At its heart, "The Crown" has always been about the reign of Queen Elizabeth II, who went on to become the longest-reigning monarch in British history. Seasons 1 and 2 of the program depicted the early years of the Queen's tenure as the U.K.'s head of state, with Claire Foy playing her before the show transitioned to Olivia Colman on the throne for Seasons 3 and 4. Now with Imelda Staunton in the lead and a new cast in place, the modern flare of the series naturally begs the question of just how accurate Season 5 really is.

Some say that The Crown portrays real people inaccurately

Some reviews for Season 5 of "The Crown" have cited the lack of compassion the tone of the program takes to the turbulent royal events of the 1990s. This can also be a case of the show's handling of real history, which is the stance that many critics of the series are taking. Dickie Arbiter, an author and Queen Elizabeth II's former press secretary, shared his outrage at the new season with The Metro UK. The royal commentator stated that the show is "dramatic license gone berserk" before telling the publication, "It's particularly unfair as many of the royal family who are depicted in 'The Crown' have passed and so can't counter untruths. It's fake history on real characters."

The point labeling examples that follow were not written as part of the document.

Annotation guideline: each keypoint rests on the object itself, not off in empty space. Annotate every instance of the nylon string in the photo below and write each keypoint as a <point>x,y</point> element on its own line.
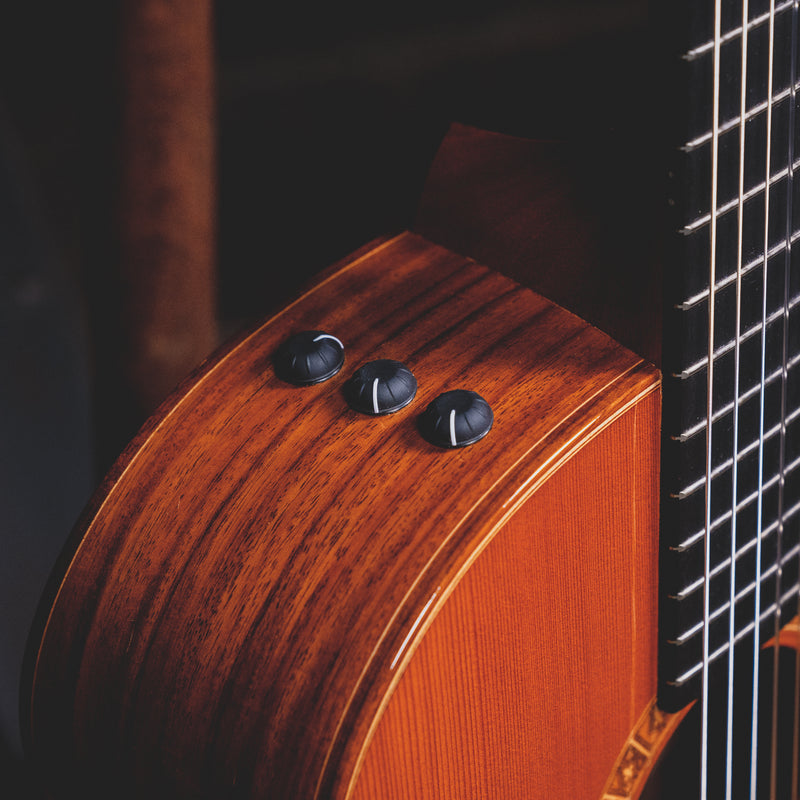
<point>734,468</point>
<point>760,506</point>
<point>710,400</point>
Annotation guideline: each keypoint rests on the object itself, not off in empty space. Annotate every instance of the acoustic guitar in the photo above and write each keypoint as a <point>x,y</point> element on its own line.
<point>426,534</point>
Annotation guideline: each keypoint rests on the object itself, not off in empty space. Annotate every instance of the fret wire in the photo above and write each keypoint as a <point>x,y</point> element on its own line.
<point>696,537</point>
<point>727,464</point>
<point>700,222</point>
<point>764,615</point>
<point>732,34</point>
<point>725,410</point>
<point>784,415</point>
<point>689,590</point>
<point>740,595</point>
<point>729,279</point>
<point>704,689</point>
<point>760,501</point>
<point>728,346</point>
<point>698,141</point>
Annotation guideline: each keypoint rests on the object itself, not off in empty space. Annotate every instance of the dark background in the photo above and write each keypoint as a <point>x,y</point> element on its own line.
<point>329,115</point>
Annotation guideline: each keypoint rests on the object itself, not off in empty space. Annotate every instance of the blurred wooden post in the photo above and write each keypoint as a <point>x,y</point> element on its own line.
<point>167,194</point>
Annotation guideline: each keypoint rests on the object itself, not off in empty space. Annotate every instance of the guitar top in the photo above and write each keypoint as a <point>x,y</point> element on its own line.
<point>254,579</point>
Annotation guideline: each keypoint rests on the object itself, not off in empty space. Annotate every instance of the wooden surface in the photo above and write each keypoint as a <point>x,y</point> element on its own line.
<point>255,575</point>
<point>559,218</point>
<point>167,196</point>
<point>536,669</point>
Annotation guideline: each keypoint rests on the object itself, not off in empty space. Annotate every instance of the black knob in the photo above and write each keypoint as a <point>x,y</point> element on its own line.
<point>309,357</point>
<point>456,419</point>
<point>380,387</point>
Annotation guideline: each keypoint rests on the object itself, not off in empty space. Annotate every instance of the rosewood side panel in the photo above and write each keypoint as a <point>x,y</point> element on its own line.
<point>263,566</point>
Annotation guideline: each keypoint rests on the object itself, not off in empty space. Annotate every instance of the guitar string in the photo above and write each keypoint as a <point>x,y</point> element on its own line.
<point>757,593</point>
<point>734,467</point>
<point>784,397</point>
<point>704,743</point>
<point>782,449</point>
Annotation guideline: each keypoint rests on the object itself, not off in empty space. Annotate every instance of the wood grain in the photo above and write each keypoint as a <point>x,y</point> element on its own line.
<point>533,673</point>
<point>251,582</point>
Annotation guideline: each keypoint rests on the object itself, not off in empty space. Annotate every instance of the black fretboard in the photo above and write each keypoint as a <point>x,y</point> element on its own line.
<point>731,490</point>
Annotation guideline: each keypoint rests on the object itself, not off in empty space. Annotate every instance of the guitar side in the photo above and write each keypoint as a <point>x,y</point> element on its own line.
<point>277,596</point>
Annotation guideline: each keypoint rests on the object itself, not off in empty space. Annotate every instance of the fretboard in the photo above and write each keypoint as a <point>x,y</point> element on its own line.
<point>731,503</point>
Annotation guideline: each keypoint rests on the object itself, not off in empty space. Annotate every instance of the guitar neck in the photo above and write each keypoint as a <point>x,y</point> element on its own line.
<point>731,349</point>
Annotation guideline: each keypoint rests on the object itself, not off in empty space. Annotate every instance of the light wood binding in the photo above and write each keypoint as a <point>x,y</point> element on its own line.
<point>263,565</point>
<point>532,674</point>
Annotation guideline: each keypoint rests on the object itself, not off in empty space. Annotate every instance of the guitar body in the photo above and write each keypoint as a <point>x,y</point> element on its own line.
<point>274,595</point>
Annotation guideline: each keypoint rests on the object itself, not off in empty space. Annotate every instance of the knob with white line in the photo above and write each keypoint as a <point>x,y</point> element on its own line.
<point>380,387</point>
<point>309,357</point>
<point>456,419</point>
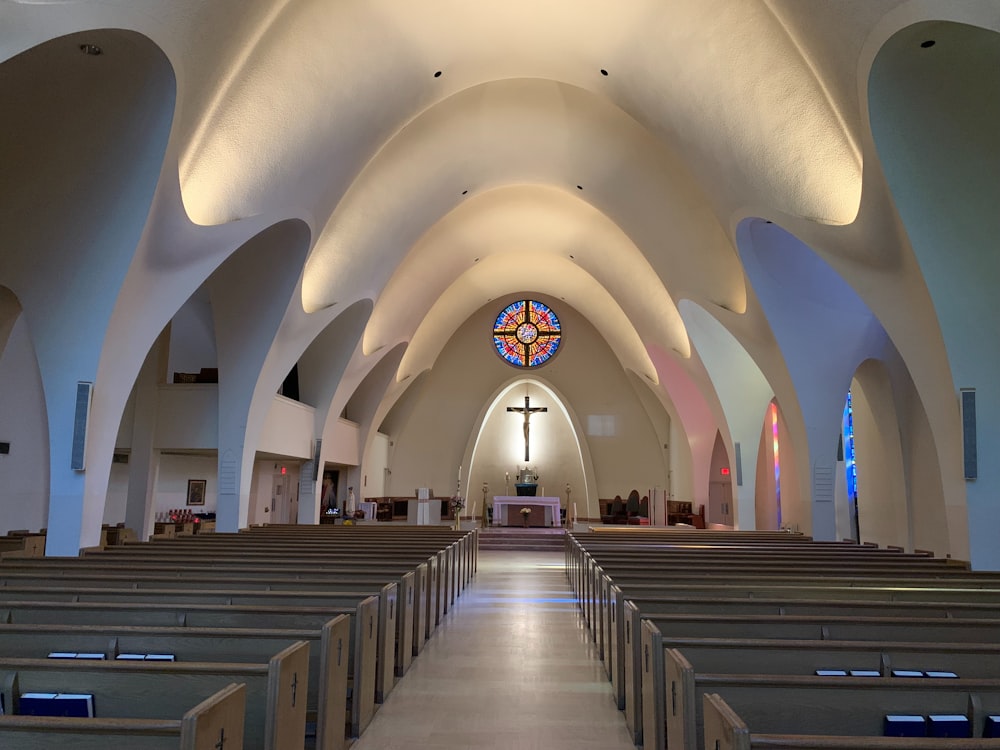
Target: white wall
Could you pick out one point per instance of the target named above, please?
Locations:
(288, 429)
(435, 422)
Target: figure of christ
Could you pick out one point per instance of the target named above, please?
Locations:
(527, 410)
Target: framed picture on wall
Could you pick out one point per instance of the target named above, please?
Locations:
(196, 491)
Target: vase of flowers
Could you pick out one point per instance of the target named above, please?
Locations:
(456, 505)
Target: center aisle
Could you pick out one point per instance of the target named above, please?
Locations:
(511, 666)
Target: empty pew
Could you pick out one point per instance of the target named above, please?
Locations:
(725, 730)
(328, 655)
(795, 657)
(807, 704)
(217, 719)
(275, 690)
(415, 594)
(387, 596)
(363, 627)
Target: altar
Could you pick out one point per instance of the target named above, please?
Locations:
(502, 504)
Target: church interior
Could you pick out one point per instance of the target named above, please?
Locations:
(254, 245)
(550, 361)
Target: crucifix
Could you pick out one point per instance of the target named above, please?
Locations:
(527, 410)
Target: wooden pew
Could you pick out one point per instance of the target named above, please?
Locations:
(387, 631)
(793, 657)
(724, 730)
(414, 594)
(329, 655)
(219, 718)
(275, 690)
(363, 641)
(806, 704)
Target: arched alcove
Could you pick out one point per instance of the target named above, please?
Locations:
(556, 454)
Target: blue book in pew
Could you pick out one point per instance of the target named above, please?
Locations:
(904, 725)
(992, 728)
(57, 704)
(948, 725)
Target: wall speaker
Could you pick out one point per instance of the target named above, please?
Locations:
(317, 449)
(739, 466)
(969, 456)
(84, 391)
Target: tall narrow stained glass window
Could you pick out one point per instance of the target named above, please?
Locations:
(527, 333)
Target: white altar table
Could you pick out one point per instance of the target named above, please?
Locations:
(502, 503)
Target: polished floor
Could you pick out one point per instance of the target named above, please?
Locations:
(511, 667)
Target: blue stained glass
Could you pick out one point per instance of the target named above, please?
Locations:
(527, 333)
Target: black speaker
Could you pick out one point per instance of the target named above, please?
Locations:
(84, 390)
(969, 457)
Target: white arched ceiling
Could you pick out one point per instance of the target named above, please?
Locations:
(933, 92)
(523, 132)
(770, 125)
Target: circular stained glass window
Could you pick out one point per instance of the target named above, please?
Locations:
(527, 333)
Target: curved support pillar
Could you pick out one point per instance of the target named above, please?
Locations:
(249, 294)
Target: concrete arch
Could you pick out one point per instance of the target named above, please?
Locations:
(24, 466)
(82, 154)
(941, 101)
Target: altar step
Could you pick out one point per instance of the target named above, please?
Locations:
(515, 539)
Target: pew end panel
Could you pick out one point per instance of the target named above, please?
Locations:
(386, 668)
(216, 720)
(365, 652)
(724, 730)
(287, 691)
(679, 684)
(405, 623)
(332, 700)
(654, 701)
(630, 653)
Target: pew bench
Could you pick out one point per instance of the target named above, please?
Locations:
(363, 630)
(807, 704)
(387, 598)
(725, 730)
(218, 718)
(794, 657)
(275, 717)
(329, 656)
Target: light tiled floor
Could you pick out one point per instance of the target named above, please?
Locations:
(511, 666)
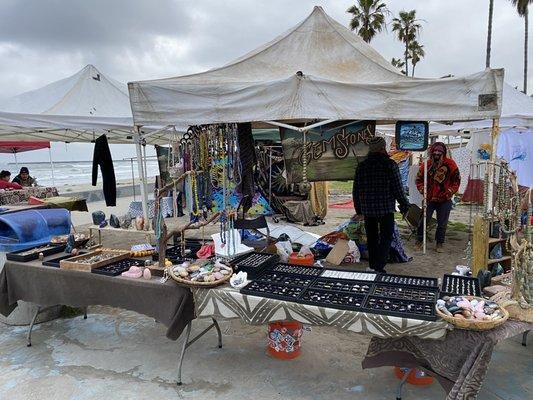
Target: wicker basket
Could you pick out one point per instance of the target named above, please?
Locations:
(474, 324)
(187, 282)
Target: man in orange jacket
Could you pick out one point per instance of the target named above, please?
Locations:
(443, 181)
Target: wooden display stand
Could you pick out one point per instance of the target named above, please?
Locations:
(482, 245)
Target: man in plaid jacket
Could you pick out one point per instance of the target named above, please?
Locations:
(376, 188)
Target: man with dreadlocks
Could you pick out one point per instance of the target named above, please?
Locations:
(443, 181)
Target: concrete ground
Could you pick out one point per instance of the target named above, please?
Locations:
(117, 355)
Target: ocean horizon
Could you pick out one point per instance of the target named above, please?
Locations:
(77, 172)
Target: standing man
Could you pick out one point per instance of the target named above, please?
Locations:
(443, 181)
(376, 188)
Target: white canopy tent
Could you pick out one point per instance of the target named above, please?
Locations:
(78, 108)
(517, 112)
(317, 71)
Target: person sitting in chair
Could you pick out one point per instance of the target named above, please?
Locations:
(24, 179)
(5, 176)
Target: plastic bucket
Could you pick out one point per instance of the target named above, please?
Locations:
(415, 377)
(285, 339)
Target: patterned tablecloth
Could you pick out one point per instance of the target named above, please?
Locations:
(224, 302)
(19, 196)
(135, 209)
(459, 362)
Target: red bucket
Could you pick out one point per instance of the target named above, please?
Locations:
(285, 339)
(415, 377)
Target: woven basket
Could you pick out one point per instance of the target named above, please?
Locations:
(187, 282)
(474, 324)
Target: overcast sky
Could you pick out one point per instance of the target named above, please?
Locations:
(45, 40)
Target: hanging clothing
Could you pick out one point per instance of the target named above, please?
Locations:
(415, 197)
(516, 147)
(247, 158)
(102, 158)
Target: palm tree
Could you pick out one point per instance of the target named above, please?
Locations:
(416, 53)
(522, 8)
(407, 28)
(398, 63)
(368, 18)
(489, 34)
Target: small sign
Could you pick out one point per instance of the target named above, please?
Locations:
(412, 135)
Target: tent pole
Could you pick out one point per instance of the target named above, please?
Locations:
(51, 165)
(424, 204)
(144, 195)
(133, 179)
(491, 167)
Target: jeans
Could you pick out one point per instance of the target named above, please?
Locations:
(379, 233)
(443, 215)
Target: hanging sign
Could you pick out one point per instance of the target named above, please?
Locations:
(412, 135)
(333, 151)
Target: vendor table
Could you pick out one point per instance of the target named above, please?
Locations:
(148, 235)
(459, 362)
(225, 302)
(168, 303)
(22, 195)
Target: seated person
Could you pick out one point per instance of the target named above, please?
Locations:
(24, 178)
(5, 176)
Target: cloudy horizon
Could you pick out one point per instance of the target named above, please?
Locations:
(44, 41)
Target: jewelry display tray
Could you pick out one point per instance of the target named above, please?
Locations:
(54, 262)
(254, 263)
(173, 253)
(118, 267)
(17, 256)
(343, 294)
(452, 285)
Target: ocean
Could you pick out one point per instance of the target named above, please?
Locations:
(76, 172)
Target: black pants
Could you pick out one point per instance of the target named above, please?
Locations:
(379, 232)
(443, 215)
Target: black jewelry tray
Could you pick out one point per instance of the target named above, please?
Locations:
(297, 269)
(173, 253)
(54, 262)
(333, 299)
(407, 280)
(281, 278)
(406, 292)
(118, 268)
(469, 285)
(342, 285)
(254, 263)
(332, 273)
(399, 308)
(273, 290)
(17, 256)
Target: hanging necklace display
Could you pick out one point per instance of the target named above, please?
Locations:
(305, 186)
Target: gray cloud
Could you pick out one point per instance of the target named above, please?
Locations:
(42, 41)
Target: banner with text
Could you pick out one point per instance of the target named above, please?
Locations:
(333, 151)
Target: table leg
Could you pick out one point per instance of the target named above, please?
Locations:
(187, 342)
(37, 312)
(402, 382)
(184, 347)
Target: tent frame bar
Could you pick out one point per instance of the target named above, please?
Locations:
(300, 129)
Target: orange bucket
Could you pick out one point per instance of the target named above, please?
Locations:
(415, 377)
(297, 259)
(285, 339)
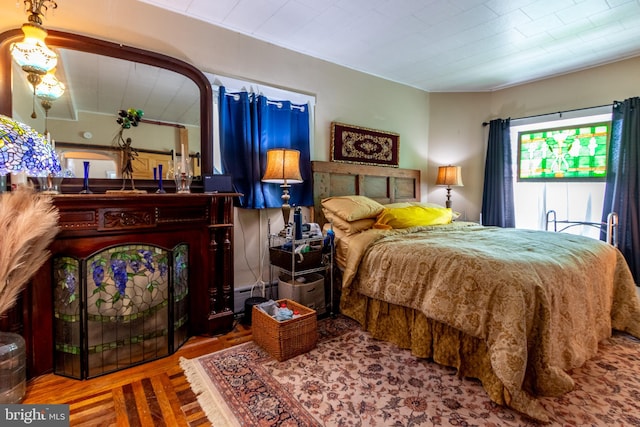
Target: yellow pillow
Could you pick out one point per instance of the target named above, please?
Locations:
(456, 215)
(413, 216)
(352, 208)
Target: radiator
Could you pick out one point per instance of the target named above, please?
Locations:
(240, 294)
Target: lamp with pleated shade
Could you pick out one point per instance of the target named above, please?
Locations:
(451, 176)
(283, 167)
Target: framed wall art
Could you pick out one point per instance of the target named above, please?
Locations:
(354, 144)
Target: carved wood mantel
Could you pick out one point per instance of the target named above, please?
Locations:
(92, 222)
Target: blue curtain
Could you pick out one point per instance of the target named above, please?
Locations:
(497, 196)
(622, 188)
(249, 126)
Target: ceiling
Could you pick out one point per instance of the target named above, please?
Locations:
(438, 45)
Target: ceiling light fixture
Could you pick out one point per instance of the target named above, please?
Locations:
(32, 54)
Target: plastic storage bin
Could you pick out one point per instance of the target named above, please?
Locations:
(309, 291)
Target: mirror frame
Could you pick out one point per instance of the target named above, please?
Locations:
(66, 40)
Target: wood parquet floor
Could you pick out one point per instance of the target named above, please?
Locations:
(153, 394)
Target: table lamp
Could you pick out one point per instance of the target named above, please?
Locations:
(451, 176)
(283, 167)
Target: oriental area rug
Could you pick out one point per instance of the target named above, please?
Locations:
(351, 379)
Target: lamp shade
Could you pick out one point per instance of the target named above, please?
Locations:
(22, 149)
(32, 54)
(283, 167)
(450, 176)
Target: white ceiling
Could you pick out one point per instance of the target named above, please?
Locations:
(438, 45)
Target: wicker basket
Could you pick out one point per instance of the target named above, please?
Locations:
(289, 338)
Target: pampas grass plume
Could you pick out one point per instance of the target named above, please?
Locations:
(28, 225)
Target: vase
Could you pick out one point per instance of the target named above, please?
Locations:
(50, 184)
(13, 374)
(85, 185)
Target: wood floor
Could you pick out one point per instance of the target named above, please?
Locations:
(153, 394)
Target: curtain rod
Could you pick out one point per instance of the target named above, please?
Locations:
(558, 112)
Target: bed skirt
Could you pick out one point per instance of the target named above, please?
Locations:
(430, 339)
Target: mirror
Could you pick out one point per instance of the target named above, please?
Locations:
(104, 77)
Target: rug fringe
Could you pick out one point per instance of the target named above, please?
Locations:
(209, 398)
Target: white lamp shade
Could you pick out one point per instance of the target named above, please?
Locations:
(32, 54)
(283, 167)
(450, 176)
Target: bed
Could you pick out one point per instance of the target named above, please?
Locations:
(516, 309)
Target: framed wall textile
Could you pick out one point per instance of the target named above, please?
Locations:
(354, 144)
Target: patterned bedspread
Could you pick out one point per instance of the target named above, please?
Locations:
(541, 301)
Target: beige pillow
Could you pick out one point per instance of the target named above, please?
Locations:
(352, 208)
(348, 227)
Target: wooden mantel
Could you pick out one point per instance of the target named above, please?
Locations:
(90, 222)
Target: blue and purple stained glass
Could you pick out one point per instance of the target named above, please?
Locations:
(22, 149)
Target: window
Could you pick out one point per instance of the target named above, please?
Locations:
(571, 199)
(573, 152)
(236, 85)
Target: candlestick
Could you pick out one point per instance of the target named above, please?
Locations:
(184, 159)
(160, 189)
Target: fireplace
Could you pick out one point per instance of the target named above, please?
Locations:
(118, 307)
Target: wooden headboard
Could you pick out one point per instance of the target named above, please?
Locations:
(383, 184)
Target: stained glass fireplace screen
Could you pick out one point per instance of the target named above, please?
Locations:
(119, 307)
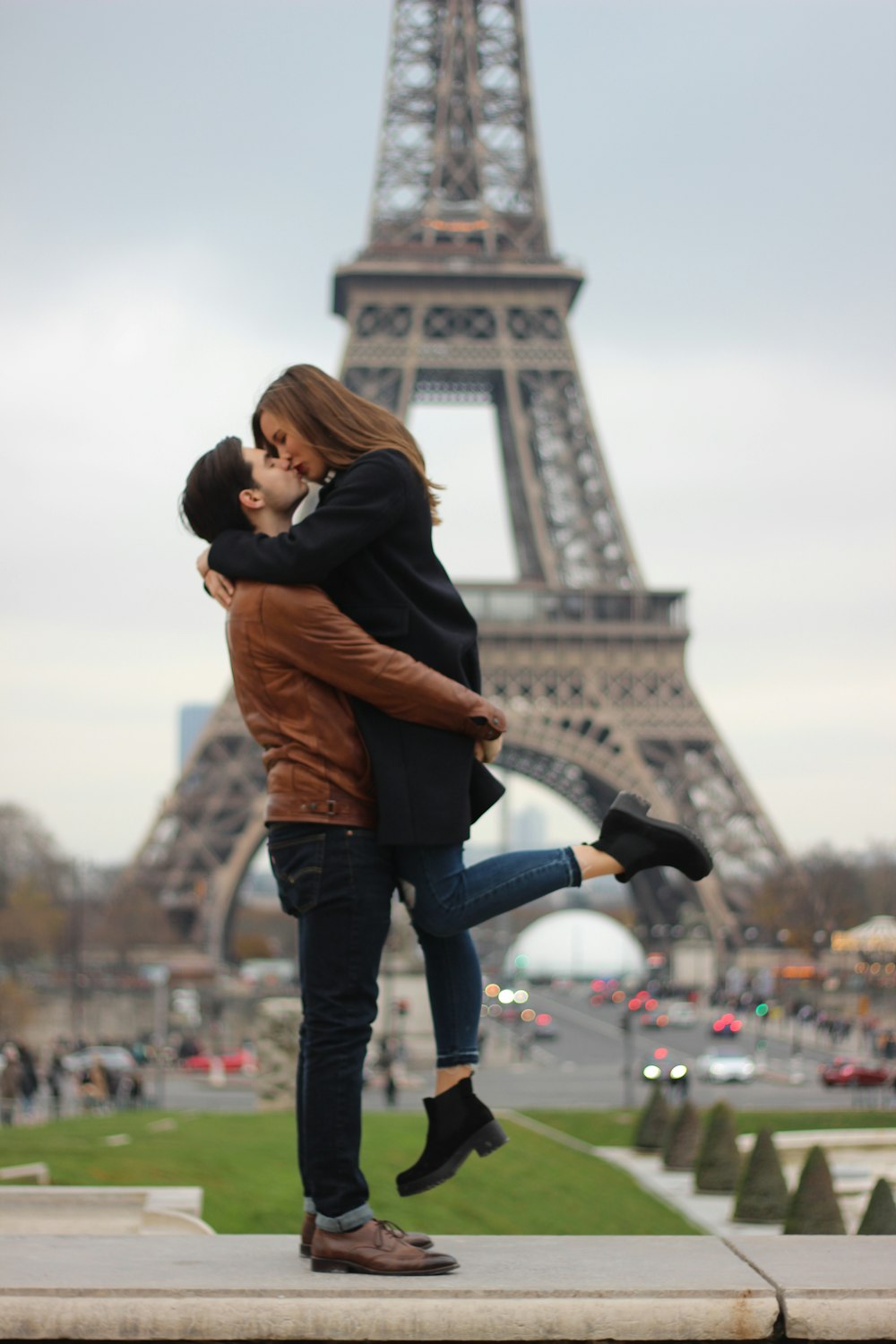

This falls in line with earlier statements from British actress Judi Dench and former British Prime Minister John Major (who is depicted by actor Johnny Lee Miller in Season 5), both of whom called for a disclaimer to be added to the program. Suggestions within the show that Charles lobbied the prime minister to ask his mother to abdicate the throne are no doubt baffling for many to hear, especially in light of the Queen's literal commitment to reign as head of state until her dying moment. But what is also confusing to some reviewers of Season 5 is how certain '90s scandals are depicted in the show, whereas others are left out.

Pivotal moments were left out of Season 5

For royal fans, it may also come across as puzzling that Season 5 of "The Crown" chooses to focus on some royal scandals in the 1990s and disregard others. Prince Charles' leaked phone conversation with Camilla Parker Bowles (Olivia Williams) known as "Tampongate" is depicted, but Diana's earlier leaked phone conversation with a former lover, which became known as "Squidgygate" is not explored at all (via Vanity Fair). The new installment also seems to suggest that Prince Philip (Jonathan Pryce) confronted and warned Diana not to publish a book about her life in 1992, in addition to the late Princess of Wales telling the monarch in person about her bombshell interview with Martin Bashir (Prasanna Puwanarajah) before it aired in 1995, neither of which is likely accurate to real life (per People).

Despite the controversy,  the showrunner's creative license and the fact that the program is a dramatization of past historical events, even as early as 20 to 30 years ago, is blatantly apparent. While at the London premiere of the 5th season at Theatre Royal Drury Lane, Claudia Harrison (Princess Anne) was asked about fictional alerts being added to episodes and replied, "I think it's a dangerous area to get into when we whack disclaimers on art" (via The Irish Times). The actress then pointed out how creator Peter Morgan is an exceptional dramatist and how content repudiations could possibly patronize a viewer's intelligence.